Parce que les mesures directes de température sont rares et incertaines avant 1900, la période instrumentale, pendant laquelle les relevés de thermomètres permettent de prendre la température de la planète, ne recouvre qu’une fenêtre temporelle restreinte. Pendant cette période, qui débute à la fin du 19ème siècle, le réchauffement climatique imputable à l’homme qui est en moyenne de l’ordre de 1°C est évident. Ainsi, le changement climatique anthropique est généralement considéré comme un phénomène datant du début du 20ème siècle.

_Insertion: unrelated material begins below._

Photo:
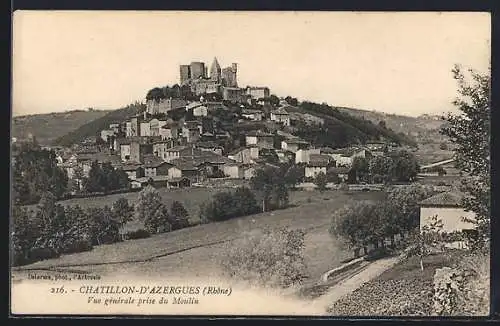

Une équipe de 25 scientifiques provenant d’Australie, des États-Unis, d’Europe et d’Asie et travaillant ensemble dans le consortium « Past Global Changes 2000 years (PAGES 2K) » vient de publier une synthèse de reconstructions de la température à la surface de la planète couvrant les 5 derniers siècles. Ces données ont permis de mettre en perspective le réchauffement climatique anthropique vis-à-vis de la variabilité naturelle du climat au-delà de la période instrumentale. Les températures océaniques ont principalement été obtenues grâce à l’analyse de coraux et de sédiments marins ; celles de l’atmosphère à la surface des continents sont issues de l’analyse de cernes d’arbres, de spéléothèmes et de carottes de glace.

Comme le souligne Nerilie Abram, Professeure à l’Université nationale australienne (ANU) et auteure principale de cet article, le réchauffement climatique auquel nous assistons a commencé au tout début de la révolution industrielle. « C’est une découverte étonnante, un de ces moments lors desquels la science nous surprend. Mais les résultats sont clairs : le réchauffement climatique auquel nous assistons a débuté il y a environ 180 ans », déclare Nerilie Abram. Cette étude met donc en évidence un réchauffement plus précoce que les scientifiques ne l’avaient envisagé auparavant.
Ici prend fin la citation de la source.